Basically, the rule should be: if you are using general purpose consumer software, then you should be doing updates; if you are in an environment where updates are considered too risky, then running commodity software should also be considered too risky and you should be building very small locked down systems instead. Ideally without a direct internet connection (they can always connect through an updatable system that can't actually cause the medical device to malfunction, but can be reasonably protected against outgoing malware as well).
 I would be ok with some of these devices running a stripped down Linux (or NT) kernel, just not a full desktop OS. If you need a fancy UI, then that can be in an external (hopefully wired, not IoT) component that can be updated.
Moreover, the manufacturer have the obligation to assess every known bug of every SOUP and provide fixes if this can endanger the patient.
The issue is that to prove that a device is safe you have to execute costly tests. For a device I have been working on, we do endurance tests on multiple systems to simulate 10 years of use. Even with intensive scenario, on multiple systems it can take a few months. And if we encounter a single crash we reset the counter and start again. So in the end the product is safe but it is costly. This is why most of the time it is actually better to have the most simple stack possible on bare metal. But sometimes mistakes have been made, and you inherit a system full of SOUP and this is a nightmare to maintain.

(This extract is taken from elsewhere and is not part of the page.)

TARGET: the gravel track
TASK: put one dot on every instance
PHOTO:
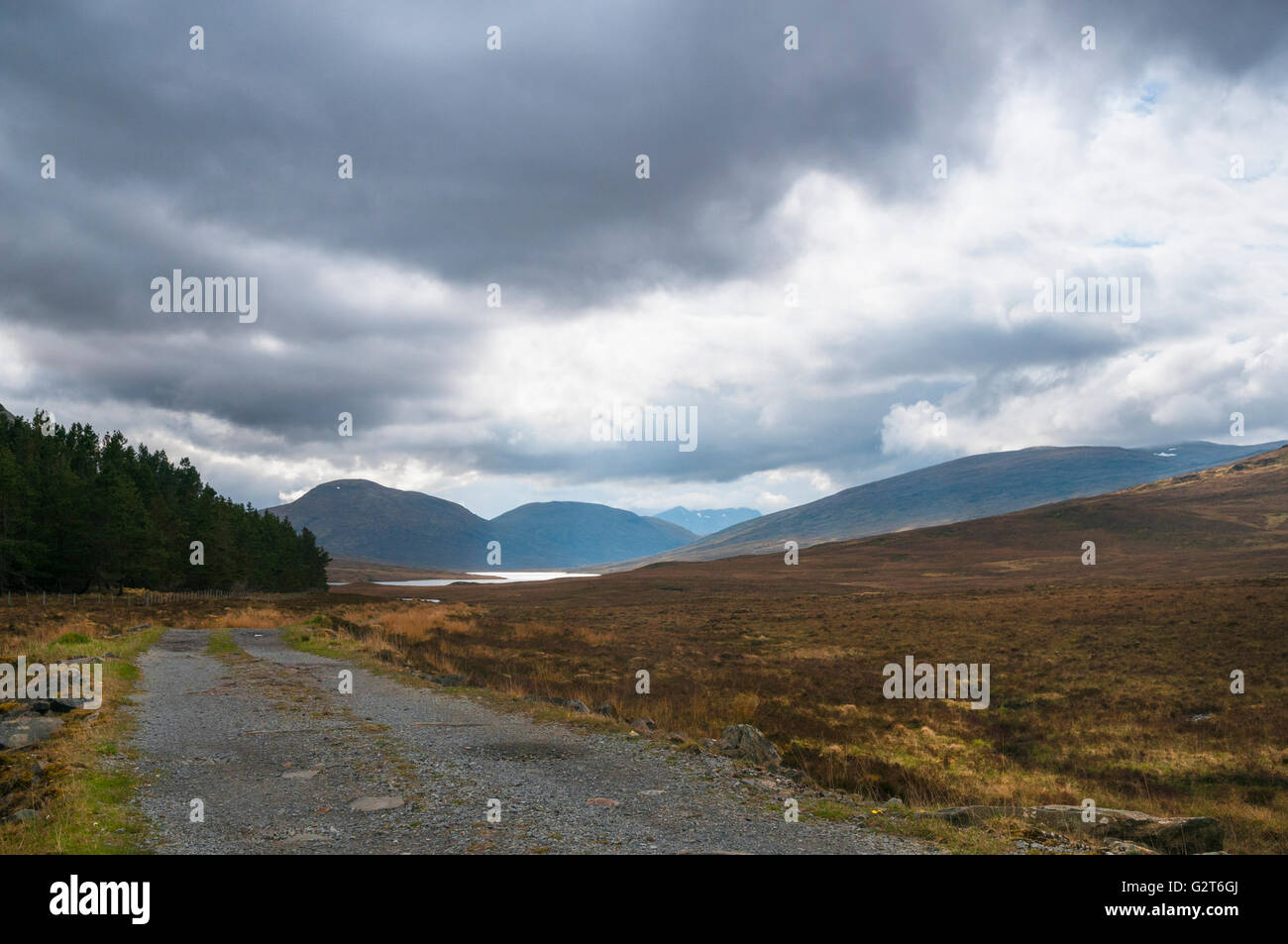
(277, 755)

I actually except some shitstorm on Monday morning, luckily I am working more on the embedded side so no Windows for me but some other divisions will be affected.

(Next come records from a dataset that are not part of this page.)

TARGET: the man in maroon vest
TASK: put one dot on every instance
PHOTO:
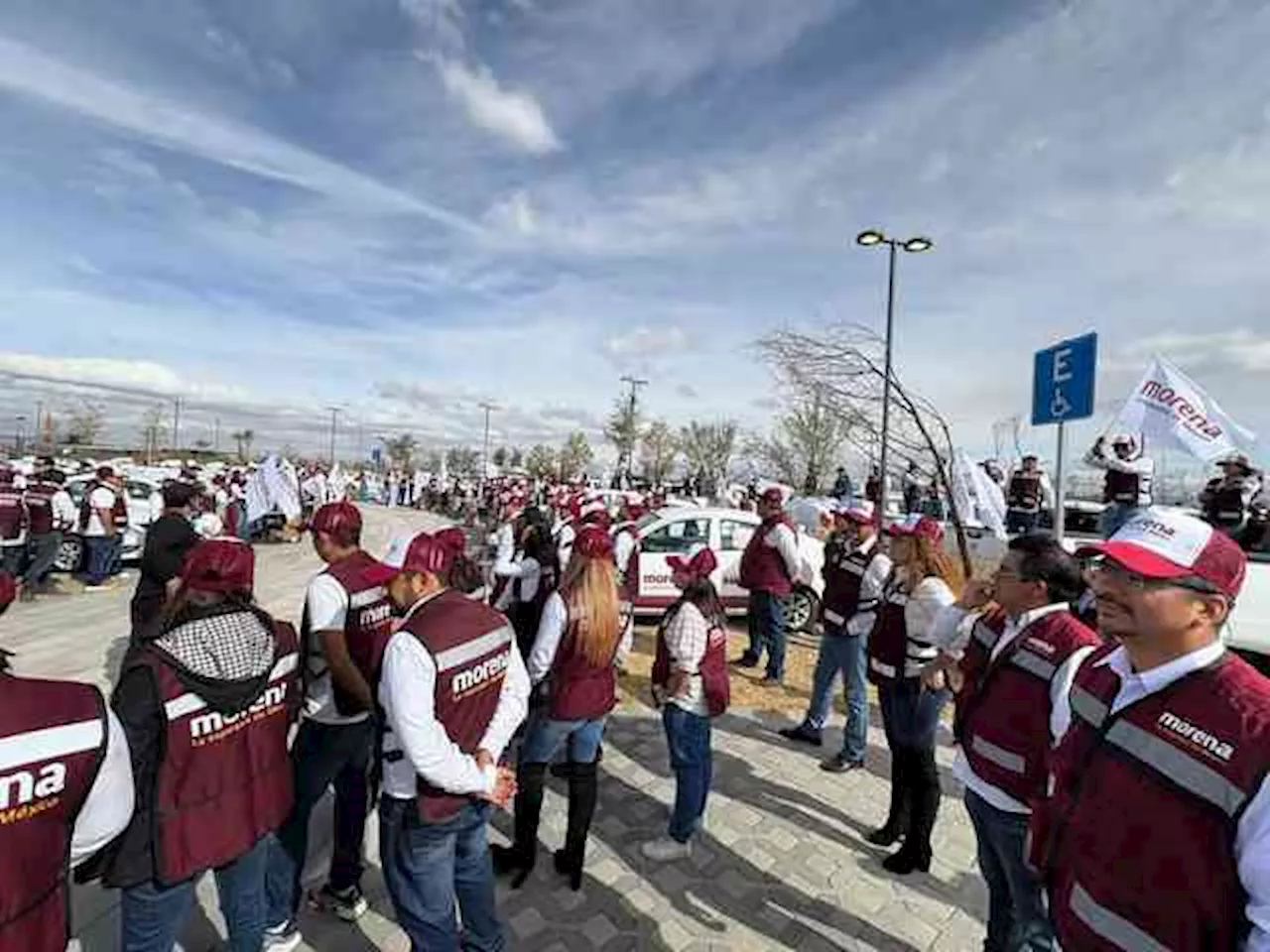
(343, 631)
(855, 574)
(207, 702)
(64, 793)
(767, 567)
(1017, 656)
(1157, 829)
(453, 689)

Except that people don't want to learn a new GUI for every machine...
Except that people want to be able to use a tablet for the interface...
Except that people want to control things from their phone...
Here's the reality: The end user doesn't give one iota of DAMN about security. People want to control their pacemaker or insulin pump from their PHONE. Ay yai yai.
Even worse: can your security get in the way when someone is trying to save a life? That's going to send you to court.